Kamunun yerel ve bölgesel teşkilatlarına karşın; özel sektörün üretici, taşıyıcı ve tedarikçi gibi birçok kimliği bulunmaktadır. Ancak özel sektörün başta istihdam olmak üzere ticareti arttırıcı rolü düşünüldüğünde; lojistik istek ve ihtiyaçlarının tespiti öncelik kazanmaktadır. Bölgedeki STK’lar ise; üyelerinden aldıkları güçle genel çerçevenin belirlenmesinin yanı sıra; yerel birikimler, toplumsal talep ve beklentiler kadar olası sorunların ortaya çıkartılmasında yararlıdır.
10. Trakya Bölgesi Lojistik Master Planı’nda dikkat edilenler ? Planın ana hedefleri ve bölge lojistik vizyonu nedir?
Trakya Kalkınma Ajansı koordinatörlüğünde gerçekleştirilen ve ortaklaşa bir biçimde yaklaşık bir yıldır hazırlık süreçlerini yürüttüğümüz TR21 Trakya Bölgesi Lojistik Master Plan çalışmalarından elde ettiğimiz deneyim, planlama sürecindeki en önemli unsurun yönetişim olduğunu göstermiştir. Planın etki alanındaki tüm paydaşlarla yüz yüze temaslarla iletişim ve katılımcılık üst düzeyde sağlanmıştır. Yerel yönetimler, sanayi ve ticaret odaları, organize sanayi müdürlükleri, sivil toplum örgütleri ve kamu kurumları ile koordineli bir biçimde çalışılmıştır. Saha araştırmaları, lojistik odak grup toplantıları ve lojistik çalıştaylar gerçekleştirilmiştir. Ayrıca gelecek nesillere daha yaşanılabilir bir çevre mirası bırakılması adına yapılan çalışmaların sürdürülebilirliği ve çevreye saygı göz önünde bulundurulmuştur.
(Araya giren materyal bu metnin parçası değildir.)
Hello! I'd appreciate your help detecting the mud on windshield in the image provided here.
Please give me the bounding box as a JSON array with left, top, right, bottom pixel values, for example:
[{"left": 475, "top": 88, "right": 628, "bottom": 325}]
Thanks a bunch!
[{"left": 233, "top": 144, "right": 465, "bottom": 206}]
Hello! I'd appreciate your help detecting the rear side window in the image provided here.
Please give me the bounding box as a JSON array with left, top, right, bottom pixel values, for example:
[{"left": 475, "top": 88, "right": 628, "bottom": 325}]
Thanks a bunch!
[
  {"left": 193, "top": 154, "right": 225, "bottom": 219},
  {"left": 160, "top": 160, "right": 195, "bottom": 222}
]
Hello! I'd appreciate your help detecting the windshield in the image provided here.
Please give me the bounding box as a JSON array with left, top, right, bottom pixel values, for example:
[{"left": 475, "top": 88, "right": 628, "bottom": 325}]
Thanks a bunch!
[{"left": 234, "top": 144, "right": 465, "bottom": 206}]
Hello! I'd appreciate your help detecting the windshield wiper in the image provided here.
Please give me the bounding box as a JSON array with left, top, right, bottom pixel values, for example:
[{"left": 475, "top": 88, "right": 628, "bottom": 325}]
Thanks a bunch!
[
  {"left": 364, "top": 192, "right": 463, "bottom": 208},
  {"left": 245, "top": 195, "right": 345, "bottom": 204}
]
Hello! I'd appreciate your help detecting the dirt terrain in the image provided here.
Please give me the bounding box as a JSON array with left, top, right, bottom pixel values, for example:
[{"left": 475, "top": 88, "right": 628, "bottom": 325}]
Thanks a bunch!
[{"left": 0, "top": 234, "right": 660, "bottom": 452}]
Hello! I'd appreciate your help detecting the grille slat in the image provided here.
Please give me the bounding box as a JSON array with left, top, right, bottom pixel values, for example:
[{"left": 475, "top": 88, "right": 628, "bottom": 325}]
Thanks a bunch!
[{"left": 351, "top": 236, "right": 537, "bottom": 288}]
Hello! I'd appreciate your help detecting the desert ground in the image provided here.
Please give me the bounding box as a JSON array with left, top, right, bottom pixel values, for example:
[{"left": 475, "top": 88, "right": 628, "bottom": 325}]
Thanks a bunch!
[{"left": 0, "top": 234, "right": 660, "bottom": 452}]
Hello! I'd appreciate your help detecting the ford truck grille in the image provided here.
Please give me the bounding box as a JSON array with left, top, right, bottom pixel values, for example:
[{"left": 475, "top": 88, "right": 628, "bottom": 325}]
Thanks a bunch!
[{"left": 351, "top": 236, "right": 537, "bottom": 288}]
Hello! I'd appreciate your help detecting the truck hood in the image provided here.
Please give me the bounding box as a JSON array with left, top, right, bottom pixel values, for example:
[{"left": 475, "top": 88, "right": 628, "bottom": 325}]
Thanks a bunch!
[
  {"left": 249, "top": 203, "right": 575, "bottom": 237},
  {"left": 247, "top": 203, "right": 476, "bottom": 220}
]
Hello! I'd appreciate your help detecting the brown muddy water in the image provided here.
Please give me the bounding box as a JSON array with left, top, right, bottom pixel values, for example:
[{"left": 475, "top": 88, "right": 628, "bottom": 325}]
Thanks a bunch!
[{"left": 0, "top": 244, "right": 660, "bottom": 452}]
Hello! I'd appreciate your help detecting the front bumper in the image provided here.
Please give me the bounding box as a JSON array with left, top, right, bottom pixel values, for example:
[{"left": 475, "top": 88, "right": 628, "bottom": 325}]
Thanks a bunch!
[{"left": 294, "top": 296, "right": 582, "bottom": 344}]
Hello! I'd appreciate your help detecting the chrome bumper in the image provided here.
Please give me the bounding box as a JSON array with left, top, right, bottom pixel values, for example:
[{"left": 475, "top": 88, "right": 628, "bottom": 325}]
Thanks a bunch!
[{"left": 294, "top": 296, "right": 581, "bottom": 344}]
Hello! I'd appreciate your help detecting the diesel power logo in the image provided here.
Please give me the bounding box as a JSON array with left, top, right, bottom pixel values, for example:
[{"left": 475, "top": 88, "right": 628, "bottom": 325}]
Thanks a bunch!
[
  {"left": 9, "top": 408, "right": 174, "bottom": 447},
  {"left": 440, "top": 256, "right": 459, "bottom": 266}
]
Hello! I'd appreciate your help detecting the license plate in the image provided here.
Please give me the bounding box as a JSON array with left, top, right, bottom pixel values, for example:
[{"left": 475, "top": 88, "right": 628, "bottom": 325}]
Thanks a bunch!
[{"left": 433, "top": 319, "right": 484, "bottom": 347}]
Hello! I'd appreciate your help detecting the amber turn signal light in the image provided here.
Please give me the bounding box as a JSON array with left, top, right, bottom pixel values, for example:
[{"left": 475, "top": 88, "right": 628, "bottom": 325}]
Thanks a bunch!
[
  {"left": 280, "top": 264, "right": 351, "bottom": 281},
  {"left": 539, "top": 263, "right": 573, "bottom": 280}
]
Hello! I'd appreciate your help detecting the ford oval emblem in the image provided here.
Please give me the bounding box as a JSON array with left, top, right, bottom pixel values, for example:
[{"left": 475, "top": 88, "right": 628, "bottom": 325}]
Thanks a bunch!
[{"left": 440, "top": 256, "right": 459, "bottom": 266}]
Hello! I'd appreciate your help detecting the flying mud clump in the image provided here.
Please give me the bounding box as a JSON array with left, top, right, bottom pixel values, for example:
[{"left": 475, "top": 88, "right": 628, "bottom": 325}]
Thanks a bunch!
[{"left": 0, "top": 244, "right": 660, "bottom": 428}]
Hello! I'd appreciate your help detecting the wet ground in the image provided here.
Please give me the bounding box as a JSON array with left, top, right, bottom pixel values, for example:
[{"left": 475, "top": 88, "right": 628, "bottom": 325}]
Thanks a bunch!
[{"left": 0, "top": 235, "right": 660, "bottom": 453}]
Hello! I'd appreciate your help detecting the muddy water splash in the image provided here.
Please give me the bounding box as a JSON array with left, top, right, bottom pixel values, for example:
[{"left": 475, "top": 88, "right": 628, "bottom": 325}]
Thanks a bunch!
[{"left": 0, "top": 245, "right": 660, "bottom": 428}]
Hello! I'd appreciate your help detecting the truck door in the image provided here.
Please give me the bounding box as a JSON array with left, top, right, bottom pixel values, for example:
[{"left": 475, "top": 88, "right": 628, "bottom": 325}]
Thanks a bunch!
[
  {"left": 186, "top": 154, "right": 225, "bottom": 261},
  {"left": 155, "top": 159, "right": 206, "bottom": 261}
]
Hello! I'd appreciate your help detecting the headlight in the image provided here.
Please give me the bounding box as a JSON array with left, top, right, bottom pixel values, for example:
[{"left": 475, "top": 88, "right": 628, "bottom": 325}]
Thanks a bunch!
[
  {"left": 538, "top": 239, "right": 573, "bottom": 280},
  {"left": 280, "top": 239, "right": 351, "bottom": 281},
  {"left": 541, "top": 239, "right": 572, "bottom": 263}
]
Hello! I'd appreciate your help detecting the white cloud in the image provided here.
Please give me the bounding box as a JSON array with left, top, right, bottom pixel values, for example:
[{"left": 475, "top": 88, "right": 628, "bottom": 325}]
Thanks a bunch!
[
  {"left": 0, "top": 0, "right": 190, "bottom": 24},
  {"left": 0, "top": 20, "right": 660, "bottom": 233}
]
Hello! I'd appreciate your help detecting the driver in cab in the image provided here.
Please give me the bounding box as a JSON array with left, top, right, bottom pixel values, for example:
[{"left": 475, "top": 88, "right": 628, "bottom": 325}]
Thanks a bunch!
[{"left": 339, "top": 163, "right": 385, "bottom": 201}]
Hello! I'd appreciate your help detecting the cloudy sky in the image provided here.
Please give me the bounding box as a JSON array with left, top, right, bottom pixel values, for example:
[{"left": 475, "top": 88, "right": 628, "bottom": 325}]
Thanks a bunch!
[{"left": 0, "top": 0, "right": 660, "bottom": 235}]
Trakya Bölgesi Lojistik Master Planı’nın ana hedefleri ise şu şekilde belirlenmiştir:
· Bölgenin lojistik profilinin ortaya çıkarılması,
· Lojistik hizmet alanlar, üretenler ve lojistik sisteminin diğer üyesi olan kamu kurum ve kuruluşlarının beklentilerinin ortaya konması,
· Mevcut lojistik altyapının analizinin yapılarak lojistik sistemi üyelerinin beklentilerinin karşılanabilmesine yönelik stratejilerin tedarik zinciri perspektifinden ele alınması,
· Lojistik merkez yapılanması için alternatiflerin geliştirilmesi,
· Lojistik sektörü açısından bölgesel rekabet edebilirliğin yerel ve ulusal düzeyde değerlendirilmesi,
· Bölge için kısa, orta ve uzun vadeli projeksiyonların yapılması ve öngörülen çeşitli gelişmelerin (lojistik altyapı, yasal düzenlemeler, ulusal ve uluslararası yatırımlar, işgücünün durumu, artan uluslararası ticaret hacmi, vb.) yaratacağı etkilerin bölge ekonomisi açısından değerlendirilmesidir.
Trakya Bölgesi Lojistik vizyonu, sektörel tedarik zinciri anlayış ve uygulamalarından hareketle bölge entegre lojistik sistemini oluşturmak ve sürdürülebilir rekabet avantajını dünya standartları üzerine çıkarmak olarak belirlenmiştir.